20. Energizer: “It Keeps Going, and Going, and Going…”
Perhaps it was the repetition that made this slogan so effective. It arguably works better for television and radio than for print, but pair it with an illustrative mascot like the pink Energizer bunny and you’re in business.
Like many of the other effective slogan examples in this list, this one is straight to the point and clearly demonstrates what the public should know about this brand. They’re batteries and they last a long time, just like you want them to.
The key to success with creative slogans and branding taglines could be brevity and it could be wit. But as you can see from the slogan examples in this guide, there’s something beyond these factors that makes for a highly memorable and effective slogan.
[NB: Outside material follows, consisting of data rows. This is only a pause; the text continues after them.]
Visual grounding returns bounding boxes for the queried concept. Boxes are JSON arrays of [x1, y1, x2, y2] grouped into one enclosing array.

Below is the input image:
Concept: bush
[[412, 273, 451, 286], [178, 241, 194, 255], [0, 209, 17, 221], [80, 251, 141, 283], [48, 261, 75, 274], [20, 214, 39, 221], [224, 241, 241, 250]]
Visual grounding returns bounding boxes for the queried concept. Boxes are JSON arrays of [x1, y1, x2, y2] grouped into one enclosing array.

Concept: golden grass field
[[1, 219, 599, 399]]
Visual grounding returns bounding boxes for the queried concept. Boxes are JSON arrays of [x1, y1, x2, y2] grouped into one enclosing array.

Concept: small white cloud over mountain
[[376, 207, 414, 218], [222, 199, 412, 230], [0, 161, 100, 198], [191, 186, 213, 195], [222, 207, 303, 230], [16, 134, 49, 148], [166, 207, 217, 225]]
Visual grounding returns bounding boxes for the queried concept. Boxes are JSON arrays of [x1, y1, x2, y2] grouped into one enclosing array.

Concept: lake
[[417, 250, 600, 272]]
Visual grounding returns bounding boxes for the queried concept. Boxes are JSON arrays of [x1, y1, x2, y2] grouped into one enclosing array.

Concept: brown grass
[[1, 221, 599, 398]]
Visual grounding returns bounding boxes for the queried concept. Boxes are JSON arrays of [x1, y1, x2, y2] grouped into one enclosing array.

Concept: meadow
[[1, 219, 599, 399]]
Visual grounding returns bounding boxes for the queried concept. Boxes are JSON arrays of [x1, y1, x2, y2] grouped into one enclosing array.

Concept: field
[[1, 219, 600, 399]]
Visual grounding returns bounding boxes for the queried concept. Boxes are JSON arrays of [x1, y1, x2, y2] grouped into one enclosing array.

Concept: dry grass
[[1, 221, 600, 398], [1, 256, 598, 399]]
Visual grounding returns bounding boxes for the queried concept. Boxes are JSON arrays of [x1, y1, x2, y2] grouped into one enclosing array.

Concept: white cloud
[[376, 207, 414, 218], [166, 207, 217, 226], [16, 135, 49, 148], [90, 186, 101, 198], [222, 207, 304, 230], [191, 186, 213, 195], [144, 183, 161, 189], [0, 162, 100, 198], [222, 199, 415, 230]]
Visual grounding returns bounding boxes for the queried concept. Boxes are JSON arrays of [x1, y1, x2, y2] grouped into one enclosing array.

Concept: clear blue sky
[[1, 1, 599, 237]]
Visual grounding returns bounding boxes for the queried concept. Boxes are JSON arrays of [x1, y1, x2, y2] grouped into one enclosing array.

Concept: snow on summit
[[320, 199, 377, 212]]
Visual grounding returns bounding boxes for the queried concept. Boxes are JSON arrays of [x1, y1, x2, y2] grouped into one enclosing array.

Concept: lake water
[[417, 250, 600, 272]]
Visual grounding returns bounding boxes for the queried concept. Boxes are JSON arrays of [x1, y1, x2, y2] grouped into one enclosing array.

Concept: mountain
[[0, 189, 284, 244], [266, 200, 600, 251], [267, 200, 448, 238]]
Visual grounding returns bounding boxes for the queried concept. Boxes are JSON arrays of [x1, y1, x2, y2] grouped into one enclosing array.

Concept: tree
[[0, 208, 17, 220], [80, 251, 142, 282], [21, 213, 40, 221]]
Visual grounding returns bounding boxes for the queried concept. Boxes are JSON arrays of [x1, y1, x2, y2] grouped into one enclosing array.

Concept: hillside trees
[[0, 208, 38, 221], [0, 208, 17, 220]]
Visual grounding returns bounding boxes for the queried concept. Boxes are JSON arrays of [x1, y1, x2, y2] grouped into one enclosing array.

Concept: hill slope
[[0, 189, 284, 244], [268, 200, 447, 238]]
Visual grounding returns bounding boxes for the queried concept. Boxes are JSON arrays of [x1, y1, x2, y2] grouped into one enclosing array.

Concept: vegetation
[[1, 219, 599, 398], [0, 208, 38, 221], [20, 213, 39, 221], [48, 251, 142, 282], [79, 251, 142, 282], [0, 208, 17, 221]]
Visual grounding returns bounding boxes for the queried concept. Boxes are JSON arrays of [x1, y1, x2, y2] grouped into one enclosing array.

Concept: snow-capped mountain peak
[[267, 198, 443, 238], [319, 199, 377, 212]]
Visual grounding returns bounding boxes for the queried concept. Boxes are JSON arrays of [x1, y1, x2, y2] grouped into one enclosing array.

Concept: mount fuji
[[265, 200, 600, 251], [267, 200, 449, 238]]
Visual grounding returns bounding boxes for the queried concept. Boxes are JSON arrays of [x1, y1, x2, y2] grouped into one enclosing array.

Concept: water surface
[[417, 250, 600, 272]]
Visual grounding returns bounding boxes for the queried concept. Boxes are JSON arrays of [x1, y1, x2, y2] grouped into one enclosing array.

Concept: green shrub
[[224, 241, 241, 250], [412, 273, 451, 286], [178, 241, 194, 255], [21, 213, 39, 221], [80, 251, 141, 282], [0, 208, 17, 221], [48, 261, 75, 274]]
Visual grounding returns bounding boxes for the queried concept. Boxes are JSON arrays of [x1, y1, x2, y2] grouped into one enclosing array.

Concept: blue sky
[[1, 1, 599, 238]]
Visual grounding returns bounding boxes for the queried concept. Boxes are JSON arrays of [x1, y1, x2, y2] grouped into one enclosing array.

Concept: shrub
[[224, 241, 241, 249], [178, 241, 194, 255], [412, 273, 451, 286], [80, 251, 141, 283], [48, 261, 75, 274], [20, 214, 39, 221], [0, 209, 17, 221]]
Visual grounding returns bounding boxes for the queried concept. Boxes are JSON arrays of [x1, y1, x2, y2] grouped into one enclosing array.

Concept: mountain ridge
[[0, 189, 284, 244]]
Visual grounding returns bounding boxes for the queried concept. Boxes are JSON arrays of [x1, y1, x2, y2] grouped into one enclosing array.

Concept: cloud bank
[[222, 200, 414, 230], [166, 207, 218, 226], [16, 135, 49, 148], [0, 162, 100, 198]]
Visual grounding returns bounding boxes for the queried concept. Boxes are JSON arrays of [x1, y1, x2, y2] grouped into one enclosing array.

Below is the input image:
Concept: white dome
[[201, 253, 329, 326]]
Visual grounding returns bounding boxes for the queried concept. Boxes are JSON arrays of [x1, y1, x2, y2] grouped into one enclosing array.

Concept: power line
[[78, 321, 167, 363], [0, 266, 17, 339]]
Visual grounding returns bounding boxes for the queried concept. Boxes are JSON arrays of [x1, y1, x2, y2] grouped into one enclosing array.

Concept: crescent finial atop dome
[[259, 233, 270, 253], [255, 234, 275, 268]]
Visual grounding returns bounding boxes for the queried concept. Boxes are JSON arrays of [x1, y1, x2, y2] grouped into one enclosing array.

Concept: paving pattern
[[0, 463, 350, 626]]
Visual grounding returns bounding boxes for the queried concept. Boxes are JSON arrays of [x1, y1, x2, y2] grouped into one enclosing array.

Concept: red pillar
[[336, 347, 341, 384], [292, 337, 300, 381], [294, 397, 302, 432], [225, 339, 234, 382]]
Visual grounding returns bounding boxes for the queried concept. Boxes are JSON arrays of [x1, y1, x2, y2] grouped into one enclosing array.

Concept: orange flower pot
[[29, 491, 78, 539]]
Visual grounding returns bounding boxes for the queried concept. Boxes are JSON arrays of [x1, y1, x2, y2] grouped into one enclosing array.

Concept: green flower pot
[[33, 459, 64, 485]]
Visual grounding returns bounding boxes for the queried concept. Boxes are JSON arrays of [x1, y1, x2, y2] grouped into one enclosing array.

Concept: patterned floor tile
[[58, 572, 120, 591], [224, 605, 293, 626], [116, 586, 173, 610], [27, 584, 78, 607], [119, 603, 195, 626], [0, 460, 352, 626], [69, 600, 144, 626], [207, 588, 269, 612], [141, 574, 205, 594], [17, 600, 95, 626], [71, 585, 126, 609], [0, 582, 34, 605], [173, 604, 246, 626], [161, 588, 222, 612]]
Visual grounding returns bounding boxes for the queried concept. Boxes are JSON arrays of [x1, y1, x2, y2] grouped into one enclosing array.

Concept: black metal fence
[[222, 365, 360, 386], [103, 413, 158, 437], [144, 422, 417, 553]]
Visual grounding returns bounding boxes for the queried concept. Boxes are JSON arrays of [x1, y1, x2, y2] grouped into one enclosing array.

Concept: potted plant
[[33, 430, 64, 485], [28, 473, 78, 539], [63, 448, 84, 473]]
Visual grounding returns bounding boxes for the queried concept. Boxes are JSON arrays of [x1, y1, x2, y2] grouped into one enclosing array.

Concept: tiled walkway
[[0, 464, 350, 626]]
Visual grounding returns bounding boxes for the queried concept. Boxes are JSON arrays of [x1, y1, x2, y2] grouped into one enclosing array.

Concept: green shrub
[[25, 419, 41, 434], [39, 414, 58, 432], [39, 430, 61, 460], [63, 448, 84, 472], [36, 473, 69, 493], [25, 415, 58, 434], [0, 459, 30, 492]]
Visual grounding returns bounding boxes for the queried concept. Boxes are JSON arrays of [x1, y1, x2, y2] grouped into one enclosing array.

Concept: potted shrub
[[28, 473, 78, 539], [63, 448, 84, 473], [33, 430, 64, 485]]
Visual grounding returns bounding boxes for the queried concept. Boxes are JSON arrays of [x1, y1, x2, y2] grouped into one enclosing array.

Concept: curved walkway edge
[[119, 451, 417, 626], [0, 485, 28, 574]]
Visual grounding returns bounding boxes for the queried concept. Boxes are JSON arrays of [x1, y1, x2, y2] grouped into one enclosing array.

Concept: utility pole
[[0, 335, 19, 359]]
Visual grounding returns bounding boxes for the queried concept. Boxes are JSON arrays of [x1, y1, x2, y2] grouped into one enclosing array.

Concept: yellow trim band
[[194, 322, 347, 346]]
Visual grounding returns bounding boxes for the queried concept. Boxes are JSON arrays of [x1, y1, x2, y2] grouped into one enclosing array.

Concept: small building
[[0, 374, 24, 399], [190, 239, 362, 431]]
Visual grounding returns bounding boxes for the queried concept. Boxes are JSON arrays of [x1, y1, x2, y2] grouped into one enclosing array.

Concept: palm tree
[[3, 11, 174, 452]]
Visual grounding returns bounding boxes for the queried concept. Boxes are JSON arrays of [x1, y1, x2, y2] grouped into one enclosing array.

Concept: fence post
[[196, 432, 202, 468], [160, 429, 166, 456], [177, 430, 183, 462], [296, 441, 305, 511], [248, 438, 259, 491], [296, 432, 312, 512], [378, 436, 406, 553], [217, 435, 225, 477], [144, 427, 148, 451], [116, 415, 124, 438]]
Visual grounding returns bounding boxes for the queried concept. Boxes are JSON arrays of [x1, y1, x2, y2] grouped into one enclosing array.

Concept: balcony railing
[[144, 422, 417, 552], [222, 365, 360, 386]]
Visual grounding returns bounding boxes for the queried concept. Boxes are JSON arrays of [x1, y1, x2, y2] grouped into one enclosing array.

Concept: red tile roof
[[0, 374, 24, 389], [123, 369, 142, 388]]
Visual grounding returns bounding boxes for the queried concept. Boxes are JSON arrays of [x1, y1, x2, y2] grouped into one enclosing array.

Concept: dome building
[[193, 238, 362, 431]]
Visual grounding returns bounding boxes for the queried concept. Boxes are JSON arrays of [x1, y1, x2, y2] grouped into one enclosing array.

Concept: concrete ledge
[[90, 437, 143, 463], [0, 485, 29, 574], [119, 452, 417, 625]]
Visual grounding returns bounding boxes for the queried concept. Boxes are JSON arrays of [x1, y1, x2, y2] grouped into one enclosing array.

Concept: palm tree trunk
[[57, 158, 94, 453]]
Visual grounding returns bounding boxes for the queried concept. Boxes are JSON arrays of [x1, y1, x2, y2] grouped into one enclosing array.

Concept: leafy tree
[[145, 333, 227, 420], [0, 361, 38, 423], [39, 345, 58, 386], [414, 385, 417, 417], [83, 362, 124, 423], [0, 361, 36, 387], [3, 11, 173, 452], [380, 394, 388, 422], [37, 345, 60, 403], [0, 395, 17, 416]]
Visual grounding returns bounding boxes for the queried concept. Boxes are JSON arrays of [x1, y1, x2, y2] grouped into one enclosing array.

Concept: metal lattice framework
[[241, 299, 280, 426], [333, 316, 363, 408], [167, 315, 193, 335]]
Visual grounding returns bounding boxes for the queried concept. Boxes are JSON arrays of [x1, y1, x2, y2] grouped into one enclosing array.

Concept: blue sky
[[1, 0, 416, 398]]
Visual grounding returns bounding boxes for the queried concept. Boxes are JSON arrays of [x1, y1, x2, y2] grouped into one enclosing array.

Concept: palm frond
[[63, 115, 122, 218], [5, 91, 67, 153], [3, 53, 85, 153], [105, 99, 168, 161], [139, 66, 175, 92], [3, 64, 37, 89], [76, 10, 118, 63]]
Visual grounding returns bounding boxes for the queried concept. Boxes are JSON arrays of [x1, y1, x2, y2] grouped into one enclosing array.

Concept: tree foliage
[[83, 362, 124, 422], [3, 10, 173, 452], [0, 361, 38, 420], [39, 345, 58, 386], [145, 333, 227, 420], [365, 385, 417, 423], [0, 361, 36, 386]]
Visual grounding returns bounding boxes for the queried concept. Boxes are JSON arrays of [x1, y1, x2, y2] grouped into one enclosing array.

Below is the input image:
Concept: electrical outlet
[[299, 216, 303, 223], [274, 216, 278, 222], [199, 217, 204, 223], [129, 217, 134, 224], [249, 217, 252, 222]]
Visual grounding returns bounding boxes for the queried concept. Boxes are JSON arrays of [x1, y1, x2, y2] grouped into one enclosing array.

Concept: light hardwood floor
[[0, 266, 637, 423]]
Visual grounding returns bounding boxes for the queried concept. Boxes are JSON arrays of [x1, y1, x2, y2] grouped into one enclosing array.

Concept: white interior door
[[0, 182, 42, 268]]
Understand the product and demonstrate what about it should appeal to the people who might see it in the store later. Tie the brand in with an emotion that people are familiar with and you’ll create the conditions for them to recall it later even if they can’t remember the exact words of the slogan itself.
Next time you’re having trouble thinking of a strong slogan, read through the examples in this guide for some inspiration. Pair it with a strong marketing campaign and you’ll be able to build brand loyalty and drive people to the product in droves.